Wednesday, March 16, 2016

Root movement thoughts

Mostly to clarify my own thoughts-




Most of the music I have written is in a kind of pan-modality, sometimes having sections in distinct modes and other times modifying the "scale" as I go for melodic or harmonic purposes. I use various tetrachords or trichords in the step order to segue from one modal structure to another. This usually involves a shift in the root of the perceived tonal center.




Since a fifth is a fourth inverted, a third and a sixth, etc. it seems reasonable that the only root movements possible are within a tritone. So, I can shift a half or full step, a minor third, major third, or perfect fourth.




The fourth is basically my dominant function, so I try and steer clear of that one except when I am winding up a section that needs some sort of cadential close. It's also boring and predictable. A half step move upward (flat second degree) has an almost equally boring subdominant feel. The interval of a second is so overused in most pop music that I use it sparingly.




That pretty much leaves root movement by a major or minor third as the remaining points of interest. They are fairly easy to elide in and out of. Octatonic scales are the easiest, they have great 3rd relations (not the kind from Arkansas). I am using these methods again in the school band piece, where they seem like they would work well, but I am reminded why I made my last orchestral work my octatonic blow-out and then decided to try something else. My first new piece post-school needs to be something much more radical. I have an idea but I'm still turning it over in my head.

Saturday, March 5, 2016

Chord of the Month- March 2016






I have used this chord before, now I am making use of it again in, of all things, a piece for a mixed middle and high school chamber ensemble. This is my "angry" chord, basically a restacked Eb #11 to use a crude description. It has a pent-up energy that can be released easily enough by resolving dissonant tones either up or down, the structure leaves places to fill in melodic motion. It rewards a driving rhythmic treatment, best using an irregular or compound meter of different pulse lengths. So far that has been 2/4 + 3/4, and 2/4 + 2/4 + 3/4.
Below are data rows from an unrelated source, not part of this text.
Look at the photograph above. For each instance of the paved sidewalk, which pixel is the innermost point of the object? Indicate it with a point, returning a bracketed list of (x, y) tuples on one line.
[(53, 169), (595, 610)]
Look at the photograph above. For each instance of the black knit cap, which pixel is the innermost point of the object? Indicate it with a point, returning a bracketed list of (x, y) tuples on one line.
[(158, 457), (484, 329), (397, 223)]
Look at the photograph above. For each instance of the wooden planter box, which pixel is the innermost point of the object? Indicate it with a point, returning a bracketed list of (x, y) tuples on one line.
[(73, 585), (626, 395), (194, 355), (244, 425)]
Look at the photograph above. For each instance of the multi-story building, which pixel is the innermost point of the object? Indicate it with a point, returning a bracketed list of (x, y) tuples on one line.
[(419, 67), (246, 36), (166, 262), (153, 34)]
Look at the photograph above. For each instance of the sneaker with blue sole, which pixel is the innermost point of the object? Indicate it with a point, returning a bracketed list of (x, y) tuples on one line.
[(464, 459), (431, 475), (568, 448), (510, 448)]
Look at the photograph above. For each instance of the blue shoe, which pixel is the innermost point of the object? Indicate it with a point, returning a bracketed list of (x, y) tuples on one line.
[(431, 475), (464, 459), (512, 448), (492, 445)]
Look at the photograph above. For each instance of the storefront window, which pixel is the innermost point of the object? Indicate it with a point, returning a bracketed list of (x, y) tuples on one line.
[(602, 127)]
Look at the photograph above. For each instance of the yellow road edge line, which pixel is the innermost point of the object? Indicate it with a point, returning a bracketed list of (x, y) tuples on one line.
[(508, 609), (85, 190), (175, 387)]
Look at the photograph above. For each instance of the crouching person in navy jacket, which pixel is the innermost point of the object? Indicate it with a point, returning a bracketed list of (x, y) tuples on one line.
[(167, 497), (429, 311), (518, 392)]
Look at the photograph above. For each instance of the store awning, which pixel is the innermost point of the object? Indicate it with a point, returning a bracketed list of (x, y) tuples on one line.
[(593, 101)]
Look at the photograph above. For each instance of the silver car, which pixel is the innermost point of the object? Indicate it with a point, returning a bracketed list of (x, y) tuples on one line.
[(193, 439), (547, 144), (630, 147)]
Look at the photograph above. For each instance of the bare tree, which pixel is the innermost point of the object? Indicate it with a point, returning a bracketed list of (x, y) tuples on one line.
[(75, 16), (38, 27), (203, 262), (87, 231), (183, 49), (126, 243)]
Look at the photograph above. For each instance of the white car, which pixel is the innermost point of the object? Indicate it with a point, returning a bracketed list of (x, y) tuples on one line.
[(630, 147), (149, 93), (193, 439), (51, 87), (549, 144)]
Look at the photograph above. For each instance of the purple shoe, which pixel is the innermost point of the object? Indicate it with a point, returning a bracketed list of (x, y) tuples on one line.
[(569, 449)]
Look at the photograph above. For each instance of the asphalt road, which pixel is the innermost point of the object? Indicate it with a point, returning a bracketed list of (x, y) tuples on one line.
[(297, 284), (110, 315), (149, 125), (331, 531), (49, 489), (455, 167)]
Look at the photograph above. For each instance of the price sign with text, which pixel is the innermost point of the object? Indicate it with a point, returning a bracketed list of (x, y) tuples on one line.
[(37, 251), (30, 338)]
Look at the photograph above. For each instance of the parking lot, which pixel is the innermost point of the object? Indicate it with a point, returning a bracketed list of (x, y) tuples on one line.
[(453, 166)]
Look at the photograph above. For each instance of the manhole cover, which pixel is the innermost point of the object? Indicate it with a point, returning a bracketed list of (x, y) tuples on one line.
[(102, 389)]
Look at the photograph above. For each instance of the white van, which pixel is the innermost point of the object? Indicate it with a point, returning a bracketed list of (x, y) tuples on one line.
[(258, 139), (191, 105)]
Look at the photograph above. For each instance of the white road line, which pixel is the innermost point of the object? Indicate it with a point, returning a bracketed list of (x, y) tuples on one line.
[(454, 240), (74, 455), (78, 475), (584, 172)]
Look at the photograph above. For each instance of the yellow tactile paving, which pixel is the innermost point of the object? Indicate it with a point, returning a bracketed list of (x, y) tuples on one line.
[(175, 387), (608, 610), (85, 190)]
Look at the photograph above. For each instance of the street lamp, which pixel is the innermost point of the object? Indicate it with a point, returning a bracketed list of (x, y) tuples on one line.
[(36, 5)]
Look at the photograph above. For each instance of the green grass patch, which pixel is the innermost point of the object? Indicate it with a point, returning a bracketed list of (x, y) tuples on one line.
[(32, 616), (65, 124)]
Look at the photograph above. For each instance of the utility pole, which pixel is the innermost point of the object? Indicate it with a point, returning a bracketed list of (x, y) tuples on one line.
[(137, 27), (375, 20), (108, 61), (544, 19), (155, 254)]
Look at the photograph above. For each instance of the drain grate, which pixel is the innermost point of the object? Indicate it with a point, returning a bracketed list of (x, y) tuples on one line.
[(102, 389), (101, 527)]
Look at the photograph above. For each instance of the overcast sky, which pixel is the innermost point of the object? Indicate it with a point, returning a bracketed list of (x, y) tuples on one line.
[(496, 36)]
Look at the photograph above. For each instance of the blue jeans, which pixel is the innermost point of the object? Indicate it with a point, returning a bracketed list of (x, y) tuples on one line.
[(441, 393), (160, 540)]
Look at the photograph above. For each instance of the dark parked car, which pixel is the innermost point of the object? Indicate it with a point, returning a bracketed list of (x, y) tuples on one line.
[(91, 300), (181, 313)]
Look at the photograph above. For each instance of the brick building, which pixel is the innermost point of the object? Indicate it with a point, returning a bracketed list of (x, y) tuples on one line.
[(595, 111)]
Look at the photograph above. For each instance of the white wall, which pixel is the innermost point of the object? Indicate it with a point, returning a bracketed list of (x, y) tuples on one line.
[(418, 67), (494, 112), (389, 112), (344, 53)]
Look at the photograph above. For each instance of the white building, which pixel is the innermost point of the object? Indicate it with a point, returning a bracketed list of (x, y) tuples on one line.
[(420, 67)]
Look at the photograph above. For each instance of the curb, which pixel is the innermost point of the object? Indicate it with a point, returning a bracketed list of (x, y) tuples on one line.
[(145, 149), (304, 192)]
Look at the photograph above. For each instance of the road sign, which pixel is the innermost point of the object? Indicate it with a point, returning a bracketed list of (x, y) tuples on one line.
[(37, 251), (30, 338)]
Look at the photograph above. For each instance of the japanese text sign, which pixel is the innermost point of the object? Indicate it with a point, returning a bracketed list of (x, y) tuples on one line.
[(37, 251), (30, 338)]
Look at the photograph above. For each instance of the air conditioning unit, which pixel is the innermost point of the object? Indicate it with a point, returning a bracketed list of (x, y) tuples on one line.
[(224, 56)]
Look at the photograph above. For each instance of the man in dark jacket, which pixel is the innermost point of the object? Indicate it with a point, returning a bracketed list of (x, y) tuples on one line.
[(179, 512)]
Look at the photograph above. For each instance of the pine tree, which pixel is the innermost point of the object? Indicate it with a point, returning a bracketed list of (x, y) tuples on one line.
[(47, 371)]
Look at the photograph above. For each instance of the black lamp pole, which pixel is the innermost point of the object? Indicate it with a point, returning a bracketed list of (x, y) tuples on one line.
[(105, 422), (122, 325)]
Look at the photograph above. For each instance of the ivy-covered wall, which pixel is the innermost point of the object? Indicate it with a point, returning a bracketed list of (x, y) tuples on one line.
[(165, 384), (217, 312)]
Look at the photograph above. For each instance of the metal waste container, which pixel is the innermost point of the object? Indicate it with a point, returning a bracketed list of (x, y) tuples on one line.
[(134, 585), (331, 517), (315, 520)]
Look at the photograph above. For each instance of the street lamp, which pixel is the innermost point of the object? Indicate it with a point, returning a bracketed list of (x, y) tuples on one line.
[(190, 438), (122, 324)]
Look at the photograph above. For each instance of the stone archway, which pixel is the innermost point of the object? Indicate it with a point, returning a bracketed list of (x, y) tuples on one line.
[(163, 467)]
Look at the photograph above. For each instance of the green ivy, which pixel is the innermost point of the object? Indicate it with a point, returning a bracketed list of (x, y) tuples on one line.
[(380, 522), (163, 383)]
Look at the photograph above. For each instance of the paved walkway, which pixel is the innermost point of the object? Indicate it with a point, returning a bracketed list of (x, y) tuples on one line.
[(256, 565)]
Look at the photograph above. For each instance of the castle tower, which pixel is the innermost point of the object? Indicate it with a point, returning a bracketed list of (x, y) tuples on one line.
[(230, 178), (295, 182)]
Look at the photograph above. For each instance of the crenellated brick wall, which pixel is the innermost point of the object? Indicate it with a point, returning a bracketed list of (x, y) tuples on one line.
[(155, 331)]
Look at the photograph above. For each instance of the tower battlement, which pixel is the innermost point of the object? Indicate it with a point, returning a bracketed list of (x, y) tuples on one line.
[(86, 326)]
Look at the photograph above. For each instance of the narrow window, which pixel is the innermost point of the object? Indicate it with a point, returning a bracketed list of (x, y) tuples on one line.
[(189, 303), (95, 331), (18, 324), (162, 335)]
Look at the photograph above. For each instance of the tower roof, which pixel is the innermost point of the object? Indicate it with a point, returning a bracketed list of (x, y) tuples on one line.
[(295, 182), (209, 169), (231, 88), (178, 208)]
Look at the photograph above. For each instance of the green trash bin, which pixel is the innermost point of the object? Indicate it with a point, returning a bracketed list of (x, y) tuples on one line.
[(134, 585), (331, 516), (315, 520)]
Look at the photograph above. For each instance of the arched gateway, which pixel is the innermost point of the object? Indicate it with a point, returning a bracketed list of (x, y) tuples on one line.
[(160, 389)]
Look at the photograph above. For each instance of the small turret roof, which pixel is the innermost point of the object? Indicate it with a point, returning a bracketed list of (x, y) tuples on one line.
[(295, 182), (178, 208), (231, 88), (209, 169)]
I am taking something of a risk placing music of this sort in front of 8th through 12th graders, I know. Yet the little group I have this year has already proven that they can be much more than the sum of their parts, we have already performed a suite from Monteverdi's Orfeo using a harpsichord continuo. The challenge has been to focus them on the music and away from the usual adolescent immaturity and drama which that cohort is so prone to.


I have to pull my punches so much in the writing that it has been frustrating and slowed me down, since I am trying to balance what will be musically effective with what is technically possible. It's like writing for choir in that sense, pretty disciplined stuff. But as I like to say, who wants to do the easy things? Besides, this will be a good sketch for a longer piece for standard high school band, which I might be able to interest some publisher in. As my teaching phase draws to its close and my physical condition devolves, I have little choice but to go off the cliff and try to make my living by composing, finally.